The polyacrylamide gel is divided into two parts, the stacking and separating gel, which work together with the running buffer to create a discontinuous buffer system. The discontinuous buffer system relies primarily on the changing state of glycine, whose charge is dependent on the pH of the solution that it is in and the difference in density between the two gels. The stacking gel has a lower percentage of acrylamide and a lower pH (6.8) than the separating gel (pH 8.8). Each gel layer has its own function.

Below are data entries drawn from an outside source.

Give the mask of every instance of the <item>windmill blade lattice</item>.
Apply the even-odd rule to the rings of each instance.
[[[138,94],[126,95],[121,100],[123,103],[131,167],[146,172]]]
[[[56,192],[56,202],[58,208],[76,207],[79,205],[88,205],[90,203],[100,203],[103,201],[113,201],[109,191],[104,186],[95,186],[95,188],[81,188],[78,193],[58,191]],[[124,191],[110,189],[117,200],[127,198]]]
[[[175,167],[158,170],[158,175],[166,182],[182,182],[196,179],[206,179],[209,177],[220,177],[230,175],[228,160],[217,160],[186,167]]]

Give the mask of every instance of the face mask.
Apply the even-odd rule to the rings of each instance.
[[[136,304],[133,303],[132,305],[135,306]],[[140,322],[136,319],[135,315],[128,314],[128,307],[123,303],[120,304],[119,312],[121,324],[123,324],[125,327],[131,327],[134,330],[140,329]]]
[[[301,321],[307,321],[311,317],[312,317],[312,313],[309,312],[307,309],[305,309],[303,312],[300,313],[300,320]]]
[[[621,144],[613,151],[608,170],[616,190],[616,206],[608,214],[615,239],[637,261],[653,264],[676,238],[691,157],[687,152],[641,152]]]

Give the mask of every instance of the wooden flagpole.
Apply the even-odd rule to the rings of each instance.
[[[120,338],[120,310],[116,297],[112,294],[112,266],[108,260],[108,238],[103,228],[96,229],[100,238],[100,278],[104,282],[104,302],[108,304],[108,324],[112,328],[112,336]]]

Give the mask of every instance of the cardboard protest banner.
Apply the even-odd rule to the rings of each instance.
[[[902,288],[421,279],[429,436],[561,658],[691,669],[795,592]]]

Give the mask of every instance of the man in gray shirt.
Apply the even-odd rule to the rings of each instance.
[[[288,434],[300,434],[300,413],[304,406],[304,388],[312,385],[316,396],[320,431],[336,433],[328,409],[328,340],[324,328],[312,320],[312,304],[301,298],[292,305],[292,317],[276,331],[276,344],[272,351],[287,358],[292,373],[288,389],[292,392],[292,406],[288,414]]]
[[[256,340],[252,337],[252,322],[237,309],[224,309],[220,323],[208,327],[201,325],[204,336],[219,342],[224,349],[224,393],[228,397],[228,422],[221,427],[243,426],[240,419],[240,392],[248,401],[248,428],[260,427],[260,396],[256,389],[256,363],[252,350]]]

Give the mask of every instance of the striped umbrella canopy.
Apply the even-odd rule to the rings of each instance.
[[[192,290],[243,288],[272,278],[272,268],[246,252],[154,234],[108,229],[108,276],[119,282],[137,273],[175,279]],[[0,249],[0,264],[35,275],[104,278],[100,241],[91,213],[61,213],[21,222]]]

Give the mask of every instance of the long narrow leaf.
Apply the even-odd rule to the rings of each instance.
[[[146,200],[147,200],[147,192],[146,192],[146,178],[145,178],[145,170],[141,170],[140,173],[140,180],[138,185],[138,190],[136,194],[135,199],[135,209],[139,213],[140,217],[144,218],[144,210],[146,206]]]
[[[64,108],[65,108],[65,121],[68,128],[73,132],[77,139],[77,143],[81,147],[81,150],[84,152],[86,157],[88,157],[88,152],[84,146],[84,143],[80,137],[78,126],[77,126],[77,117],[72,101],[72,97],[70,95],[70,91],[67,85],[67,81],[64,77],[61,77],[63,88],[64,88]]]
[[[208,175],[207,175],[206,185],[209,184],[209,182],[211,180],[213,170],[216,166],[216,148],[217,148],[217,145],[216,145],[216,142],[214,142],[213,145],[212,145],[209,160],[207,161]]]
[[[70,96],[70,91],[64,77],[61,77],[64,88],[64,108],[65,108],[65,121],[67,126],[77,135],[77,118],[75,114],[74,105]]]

The stacking gel’s main function is to line up the samples, so they enter the separating gel at the same time. The lower percentage of acrylamide in the stacking gel creates larger pore sizes, allowing the proteins to move more freely than in the separating gel. The lower pH of the stacking gel allows for glycine to be neutral, having both positive and negative charges. This reduces its ionic strength, moving it more slowly from the negative cathode to the positive anode in the electrophoresis chamber. In contrast, the negatively charged chloride ion in the gel and sample buffer move at a faster rate towards the anode. This creates a voltage gradient between the fast moving chloride ion and slower moving glycine. Within these extremes is the electrophoretic mobilities of the proteins, so the proteins are effectively herded through the stacking gel between the chloride ion and glycine, lining them up before hitting the separating gel.
The separating gel separates the proteins based on molecular weight. At a pH of 8.8, the glycine becomes negatively charged, as a glycinate anion. In this state, it is pulled more rapidly towards the positive anode, moving past the proteins. Because the proteins are affected by the density of the acrylamide, they slow down. Without the voltage gradient from the chloride and glycine ions, they can also separate based on their molecular weight as they are caught in the gel.
Figure 1. Gel layers: Stacking layer and separating layer in an acrylamide gel used for SDS-PAGE.